Fünf Faktoren für die erfolgreiche Container-Nutzung.
(Bild: Red Hat)

Container gewinnen an Popularität, da Unternehmen zunehmend die Vorteile einer Plattform für die flexible Bereitstellung von Services und Applikationen erkennen. Die erfolgreiche Container-Einführung hängt von mehreren Faktoren ab. Im Folgenden finden Interessierte fünf wichtige Kriterien:

1. Integration in das Rechenzentrum:

Container können prinzipiell eigenständig eingesetzt werden, aber keine Infrastrukturkomponente sollte im Unternehmen eine Insellösung sein. Um Container in vollem Umfang und optimal nutzen zu können, müssen sie in bestehende Infrastrukturdienste in Bereichen wie Sicherheit, Authentifizierung, Netzwerk oder Storage integriert werden. Auch eine Möglichkeit zur Einbindung in Continuous-Integration (CI)- und Continuous-Delivery (CD)-Prozesse sollte gegeben sein.

2. Orchestrierung:

Unternehmen müssen Container kombinieren, sie mit anderen Anwendungen verbinden und die Kommunikation zwischen Containern und anderen Ressourcen sicherstellen. Container sollten also folglich in einer heterogenen Umgebung mit verschiedenen Technologien und Plattformen entwickelt und bereitgestellt werden. Der De-facto-Standard in der Container-Orchestrierung ist Kubernetes. Die Open-Source-Lösung übernimmt nicht nur einfache Verwaltungsaufgaben, sondern auch komplexe wie das Ressourcenmanagement oder die Lastverteilung.

3. Skalierbarkeit:

Es gibt viele Containerlösungen, die vorgeben, skalierbar zu sein, aber sie sind nicht wirklich darauf ausgelegt. Bei der Auswahl einer Containertechnologie müssen Unternehmen deshalb ihr Augenmerk auf die Skalierbarkeit und die flexible Bereitstellung zusätzlicher Kapazitäten legen. Nur so können sie die Anforderungen einer dynamischen Geschäftsumgebung erfüllen.

4. VM-Management:

Etliche Unternehmen verwenden Container auch im Kontext von virtuellen Maschinen, aber solche VMs können sich schnell summieren und somit den gefürchteten VM-Sprawl verursachen. Eine durchgängige und stringente VM-Verwaltung ist deshalb unerlässlich.

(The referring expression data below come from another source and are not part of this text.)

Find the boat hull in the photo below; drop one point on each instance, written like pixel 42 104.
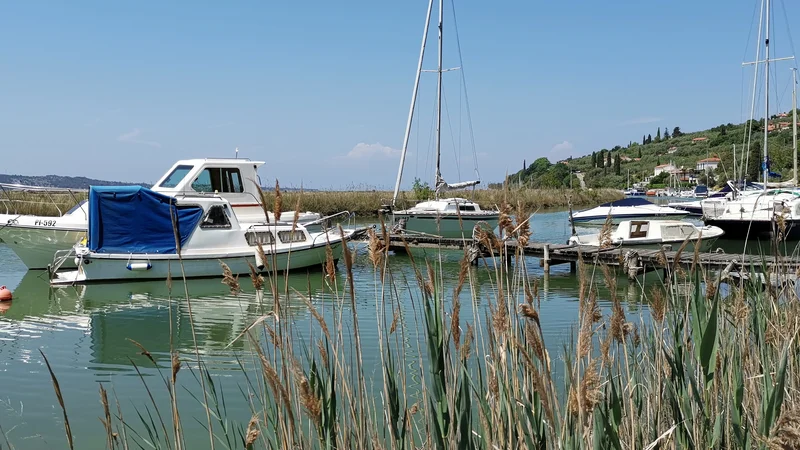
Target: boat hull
pixel 616 219
pixel 116 267
pixel 706 245
pixel 445 225
pixel 36 246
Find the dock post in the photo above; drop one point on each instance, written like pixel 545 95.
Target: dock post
pixel 545 261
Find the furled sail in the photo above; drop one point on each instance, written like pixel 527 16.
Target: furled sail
pixel 442 185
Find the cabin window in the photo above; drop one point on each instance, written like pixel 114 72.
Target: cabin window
pixel 639 229
pixel 292 236
pixel 218 179
pixel 175 177
pixel 216 218
pixel 259 237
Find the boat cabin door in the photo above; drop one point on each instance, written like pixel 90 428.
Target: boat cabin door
pixel 639 229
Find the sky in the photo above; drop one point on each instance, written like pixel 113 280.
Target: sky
pixel 321 90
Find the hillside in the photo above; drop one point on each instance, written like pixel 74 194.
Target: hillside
pixel 61 181
pixel 681 149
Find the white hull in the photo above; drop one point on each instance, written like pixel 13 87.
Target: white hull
pixel 115 267
pixel 445 225
pixel 36 245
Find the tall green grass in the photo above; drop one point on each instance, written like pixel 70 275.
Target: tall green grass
pixel 703 370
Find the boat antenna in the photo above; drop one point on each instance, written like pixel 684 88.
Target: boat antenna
pixel 413 104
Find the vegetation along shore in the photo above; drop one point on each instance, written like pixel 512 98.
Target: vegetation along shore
pixel 362 203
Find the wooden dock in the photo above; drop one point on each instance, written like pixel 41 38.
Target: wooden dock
pixel 631 260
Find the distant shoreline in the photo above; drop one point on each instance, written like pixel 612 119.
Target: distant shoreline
pixel 366 203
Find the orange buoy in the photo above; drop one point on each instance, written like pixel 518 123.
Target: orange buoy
pixel 5 294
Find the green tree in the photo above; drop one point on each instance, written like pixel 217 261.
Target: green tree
pixel 422 191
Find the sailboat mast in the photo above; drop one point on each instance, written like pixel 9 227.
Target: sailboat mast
pixel 794 121
pixel 766 97
pixel 413 104
pixel 438 177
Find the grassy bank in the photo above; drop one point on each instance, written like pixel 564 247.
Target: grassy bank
pixel 366 203
pixel 363 203
pixel 706 368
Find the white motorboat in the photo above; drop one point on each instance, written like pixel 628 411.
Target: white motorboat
pixel 653 234
pixel 136 234
pixel 445 217
pixel 626 209
pixel 36 238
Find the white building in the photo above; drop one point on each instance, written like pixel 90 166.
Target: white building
pixel 663 168
pixel 708 164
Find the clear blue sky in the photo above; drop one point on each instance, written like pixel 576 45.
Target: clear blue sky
pixel 320 90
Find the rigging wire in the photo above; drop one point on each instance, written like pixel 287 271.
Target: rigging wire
pixel 456 153
pixel 466 96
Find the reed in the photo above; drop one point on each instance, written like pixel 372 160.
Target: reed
pixel 701 369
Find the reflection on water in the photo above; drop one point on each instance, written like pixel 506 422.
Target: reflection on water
pixel 85 331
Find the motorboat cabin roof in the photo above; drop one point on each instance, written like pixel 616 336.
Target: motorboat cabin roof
pixel 209 176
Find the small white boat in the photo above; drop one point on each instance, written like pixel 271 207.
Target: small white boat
pixel 654 234
pixel 626 209
pixel 446 217
pixel 36 238
pixel 139 234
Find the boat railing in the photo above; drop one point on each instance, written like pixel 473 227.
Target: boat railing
pixel 713 209
pixel 21 199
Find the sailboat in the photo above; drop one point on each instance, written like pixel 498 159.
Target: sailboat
pixel 452 217
pixel 771 211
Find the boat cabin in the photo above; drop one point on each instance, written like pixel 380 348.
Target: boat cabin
pixel 450 205
pixel 233 179
pixel 659 229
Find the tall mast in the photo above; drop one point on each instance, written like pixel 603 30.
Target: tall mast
pixel 794 121
pixel 438 177
pixel 766 98
pixel 413 103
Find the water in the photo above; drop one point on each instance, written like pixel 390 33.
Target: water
pixel 84 332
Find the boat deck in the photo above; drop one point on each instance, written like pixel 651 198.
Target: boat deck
pixel 632 260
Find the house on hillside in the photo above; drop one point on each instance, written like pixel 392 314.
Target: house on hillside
pixel 708 164
pixel 663 168
pixel 683 175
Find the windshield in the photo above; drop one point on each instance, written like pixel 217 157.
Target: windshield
pixel 176 176
pixel 76 207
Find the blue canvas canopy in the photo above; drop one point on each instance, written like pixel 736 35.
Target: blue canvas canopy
pixel 632 201
pixel 134 219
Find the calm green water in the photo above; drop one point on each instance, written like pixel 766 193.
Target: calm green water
pixel 84 332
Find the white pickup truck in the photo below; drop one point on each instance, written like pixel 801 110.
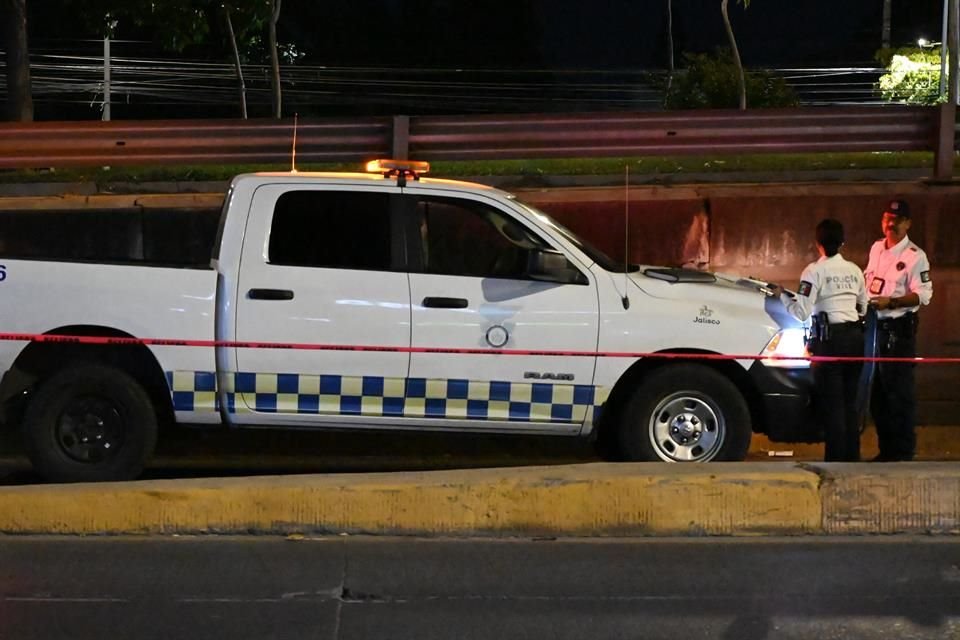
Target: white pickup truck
pixel 387 301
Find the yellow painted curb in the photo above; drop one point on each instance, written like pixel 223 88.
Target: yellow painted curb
pixel 902 497
pixel 583 500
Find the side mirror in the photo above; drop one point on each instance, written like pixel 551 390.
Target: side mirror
pixel 547 265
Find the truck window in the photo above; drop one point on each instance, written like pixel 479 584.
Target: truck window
pixel 332 229
pixel 468 238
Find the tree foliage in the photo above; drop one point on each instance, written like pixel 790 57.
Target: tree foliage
pixel 709 81
pixel 913 76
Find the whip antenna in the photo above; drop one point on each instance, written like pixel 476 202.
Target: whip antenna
pixel 626 236
pixel 293 150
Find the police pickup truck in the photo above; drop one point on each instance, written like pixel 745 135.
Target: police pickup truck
pixel 387 301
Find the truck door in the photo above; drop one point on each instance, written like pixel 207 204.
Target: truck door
pixel 322 266
pixel 470 289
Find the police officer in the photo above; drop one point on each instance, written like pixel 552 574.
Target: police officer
pixel 898 282
pixel 832 290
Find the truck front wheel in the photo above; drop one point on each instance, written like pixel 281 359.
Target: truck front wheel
pixel 685 413
pixel 89 422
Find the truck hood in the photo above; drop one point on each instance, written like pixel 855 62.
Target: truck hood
pixel 720 289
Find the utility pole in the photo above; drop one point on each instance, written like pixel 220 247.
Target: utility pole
pixel 946 126
pixel 105 114
pixel 885 33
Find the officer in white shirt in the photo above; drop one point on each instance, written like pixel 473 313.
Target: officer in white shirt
pixel 832 291
pixel 898 282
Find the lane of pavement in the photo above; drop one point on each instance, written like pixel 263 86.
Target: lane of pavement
pixel 357 587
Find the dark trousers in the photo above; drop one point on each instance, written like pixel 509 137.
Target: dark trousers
pixel 835 385
pixel 893 401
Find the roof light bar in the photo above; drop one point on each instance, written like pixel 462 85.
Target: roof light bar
pixel 399 169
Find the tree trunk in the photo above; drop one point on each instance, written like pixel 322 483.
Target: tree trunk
pixel 670 67
pixel 885 34
pixel 741 81
pixel 19 97
pixel 275 59
pixel 236 62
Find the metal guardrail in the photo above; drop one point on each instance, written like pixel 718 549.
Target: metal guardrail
pixel 60 144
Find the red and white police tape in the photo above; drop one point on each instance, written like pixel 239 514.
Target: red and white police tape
pixel 168 342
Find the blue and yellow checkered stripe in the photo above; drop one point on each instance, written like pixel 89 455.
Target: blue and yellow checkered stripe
pixel 389 397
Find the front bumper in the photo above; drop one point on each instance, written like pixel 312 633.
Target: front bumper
pixel 786 412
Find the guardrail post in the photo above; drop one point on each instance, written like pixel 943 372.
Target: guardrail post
pixel 946 134
pixel 401 138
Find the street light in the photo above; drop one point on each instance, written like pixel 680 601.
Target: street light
pixel 923 43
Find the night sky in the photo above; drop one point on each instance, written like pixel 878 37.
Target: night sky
pixel 598 34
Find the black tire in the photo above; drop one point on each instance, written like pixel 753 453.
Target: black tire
pixel 685 413
pixel 89 422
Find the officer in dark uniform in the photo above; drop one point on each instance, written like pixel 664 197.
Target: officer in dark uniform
pixel 898 283
pixel 832 291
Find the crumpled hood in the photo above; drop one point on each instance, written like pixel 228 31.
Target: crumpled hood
pixel 724 290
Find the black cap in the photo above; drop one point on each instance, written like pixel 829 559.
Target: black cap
pixel 898 208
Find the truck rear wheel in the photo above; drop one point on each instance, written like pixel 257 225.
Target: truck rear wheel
pixel 685 413
pixel 89 422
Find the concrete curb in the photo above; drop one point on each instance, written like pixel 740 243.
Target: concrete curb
pixel 582 500
pixel 900 498
pixel 646 499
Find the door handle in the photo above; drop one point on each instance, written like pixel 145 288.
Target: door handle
pixel 445 303
pixel 270 294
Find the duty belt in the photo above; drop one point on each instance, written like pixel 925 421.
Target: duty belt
pixel 895 325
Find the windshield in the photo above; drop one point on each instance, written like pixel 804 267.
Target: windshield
pixel 598 256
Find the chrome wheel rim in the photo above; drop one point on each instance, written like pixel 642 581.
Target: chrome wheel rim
pixel 685 427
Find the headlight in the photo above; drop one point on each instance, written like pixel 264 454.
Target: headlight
pixel 787 349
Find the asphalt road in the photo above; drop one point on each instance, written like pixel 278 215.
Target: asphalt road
pixel 407 588
pixel 186 453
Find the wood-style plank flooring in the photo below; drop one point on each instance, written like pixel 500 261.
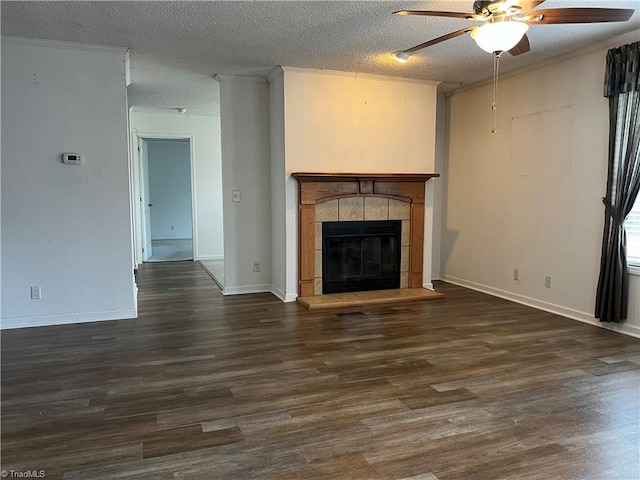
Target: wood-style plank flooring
pixel 202 386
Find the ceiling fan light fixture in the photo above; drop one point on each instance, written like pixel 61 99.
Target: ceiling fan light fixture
pixel 401 57
pixel 499 34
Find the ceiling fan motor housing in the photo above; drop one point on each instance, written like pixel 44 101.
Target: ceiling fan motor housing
pixel 481 7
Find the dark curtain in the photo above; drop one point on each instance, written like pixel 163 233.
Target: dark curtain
pixel 622 87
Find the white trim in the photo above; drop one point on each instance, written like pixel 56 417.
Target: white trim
pixel 245 78
pixel 65 319
pixel 358 75
pixel 285 297
pixel 85 47
pixel 209 257
pixel 275 73
pixel 243 289
pixel 610 43
pixel 570 313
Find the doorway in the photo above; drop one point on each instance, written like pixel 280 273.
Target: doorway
pixel 166 199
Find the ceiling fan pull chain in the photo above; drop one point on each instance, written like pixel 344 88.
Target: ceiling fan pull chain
pixel 494 105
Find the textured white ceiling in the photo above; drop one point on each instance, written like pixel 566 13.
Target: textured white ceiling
pixel 177 47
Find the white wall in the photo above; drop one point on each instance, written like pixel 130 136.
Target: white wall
pixel 279 250
pixel 65 228
pixel 244 113
pixel 529 197
pixel 204 134
pixel 345 122
pixel 170 189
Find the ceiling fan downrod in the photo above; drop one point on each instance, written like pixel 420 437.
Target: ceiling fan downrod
pixel 494 105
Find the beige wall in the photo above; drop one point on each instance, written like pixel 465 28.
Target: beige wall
pixel 346 122
pixel 529 197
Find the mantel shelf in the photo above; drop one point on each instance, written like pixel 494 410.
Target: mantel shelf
pixel 358 177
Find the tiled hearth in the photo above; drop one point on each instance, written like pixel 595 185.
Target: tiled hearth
pixel 358 209
pixel 328 197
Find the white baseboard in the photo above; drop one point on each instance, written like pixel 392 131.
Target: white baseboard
pixel 573 314
pixel 285 297
pixel 244 289
pixel 209 257
pixel 65 319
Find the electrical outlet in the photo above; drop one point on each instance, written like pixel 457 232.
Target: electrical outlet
pixel 35 293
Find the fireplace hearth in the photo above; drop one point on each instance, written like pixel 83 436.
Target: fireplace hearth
pixel 361 255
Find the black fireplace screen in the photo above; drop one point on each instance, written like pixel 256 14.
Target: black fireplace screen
pixel 358 256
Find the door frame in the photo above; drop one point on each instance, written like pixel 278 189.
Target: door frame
pixel 138 186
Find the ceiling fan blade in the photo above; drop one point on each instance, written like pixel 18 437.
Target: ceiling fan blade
pixel 522 46
pixel 448 36
pixel 435 13
pixel 578 15
pixel 528 5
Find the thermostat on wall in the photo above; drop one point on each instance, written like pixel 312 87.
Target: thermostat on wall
pixel 72 158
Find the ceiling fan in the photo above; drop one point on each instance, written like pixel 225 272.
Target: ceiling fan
pixel 507 22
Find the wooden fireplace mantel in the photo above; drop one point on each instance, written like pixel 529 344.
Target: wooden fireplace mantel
pixel 320 187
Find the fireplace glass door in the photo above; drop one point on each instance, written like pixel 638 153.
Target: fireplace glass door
pixel 358 256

5. Legacy-Hardware und -Software:

Die zunehmende Verbreitung von Containern bedeutet nicht automatisch das Ende von Legacy-Hardware und -Software – zumindest nicht für alle Systeme. Container müssen folglich nicht nur mit bestehenden Applikationslandschaften harmonieren, sondern auch deren Stärken nutzen können.

* Matthias Pfützner ist Senior Solution Architect, Cloud, bei Red Hat.